ABSTRACT

Sequence stratigraphic well log analysis combines specific gamma-ray/resistivity log relationships and biostratigraphic indices to identify depositional sequence and parasequence boundaries. Visual identification of these well log patterns relies on recognition of long wavelength (>100-1000 ft) variations in signal amplitude. Systems tracts and lithologic facies are distinguished based on more subjective "fining-upward," "coarsening-upward," "arcuate-convex," and "blocky" log patterns. We believe that systems tract and facies recognition can be improved by assessing variations in <200 ft wavelengths contained in well logs.

To test our thesis, several Gulf of Mexico deep-water siliciclastic gamma-ray logs (0.5 ft resolution) sampled at 0.5 ft and 1.0 ft intervals were subdivided using classical sequence stratigraphic analysis. The subdivided sections of the logs were processed using Fourier analysis to examine the importance of wave-lengths <200 ft. Calculated this way, wavelengths are comparable to bed thicknesses.
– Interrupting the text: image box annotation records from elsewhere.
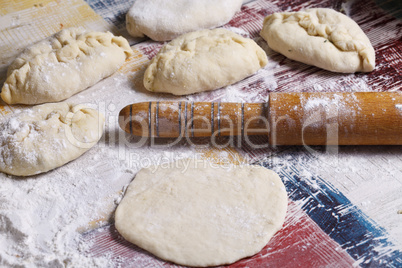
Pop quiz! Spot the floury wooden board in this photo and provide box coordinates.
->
[0,0,402,267]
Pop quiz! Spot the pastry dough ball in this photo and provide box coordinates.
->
[144,29,268,95]
[260,8,375,73]
[126,0,242,41]
[1,28,132,104]
[115,160,287,267]
[0,103,105,176]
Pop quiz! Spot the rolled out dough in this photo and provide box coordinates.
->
[115,160,287,266]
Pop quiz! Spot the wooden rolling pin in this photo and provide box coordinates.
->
[119,92,402,145]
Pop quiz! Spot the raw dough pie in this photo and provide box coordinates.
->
[115,160,287,266]
[126,0,242,41]
[1,28,132,104]
[0,103,104,176]
[144,29,268,95]
[260,8,375,73]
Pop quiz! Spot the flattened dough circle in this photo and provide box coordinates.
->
[115,160,287,266]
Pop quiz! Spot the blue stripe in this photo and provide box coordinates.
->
[259,153,402,267]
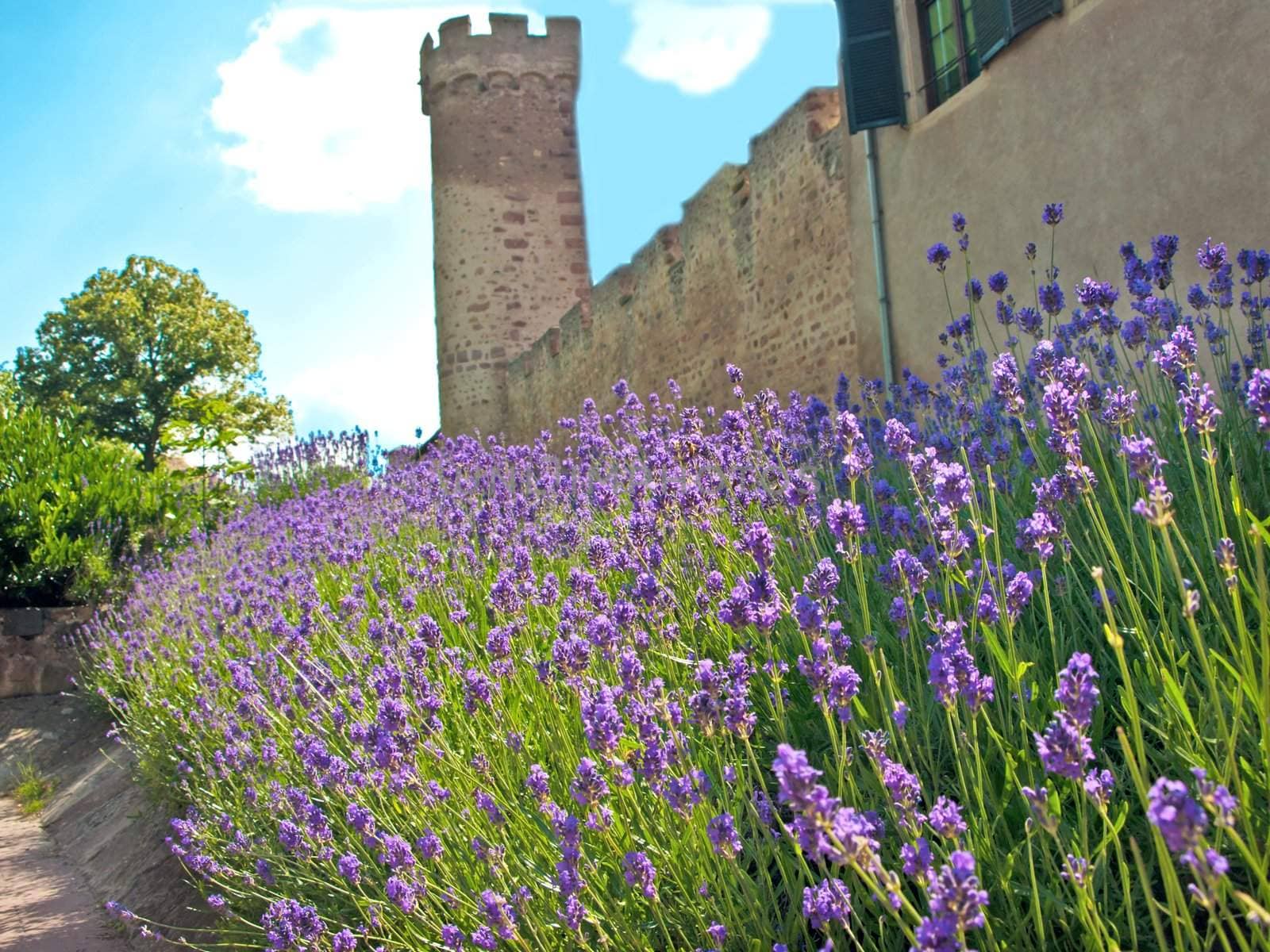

Fourier spectra in the study record striking, sequence-related differences in <200 ft bed-set thicknesses. For example, strong representations of "thin" bed-sets <3 ft to 6 ft occur in thin fining-upward and coarsening-upward parasequences. These dominant "thin" bed-set thicknesses record probable overbank facies. Where overbank facies transition upward into sandy prograding imbricate and amalgamated fan-lobe facies, log intervals are marked by "blocky" patterns. Such intervals, which include reservoir and reservoir quality wet sands in the test wells, contain both dominant "thin" (<10 ft) and dominant "thick" (ca. 40 ft to >200 ft) bed-sets. Spectral analysis of lithologic well logs can significantly improve stratigraphic well log evaluations in deep-water settings. Also of significance to petroleum reservoir modelers, dominant bed-set thickness data derived from Fourier spectra are directly applicable to the construction of more realistic digital reservoir flow models.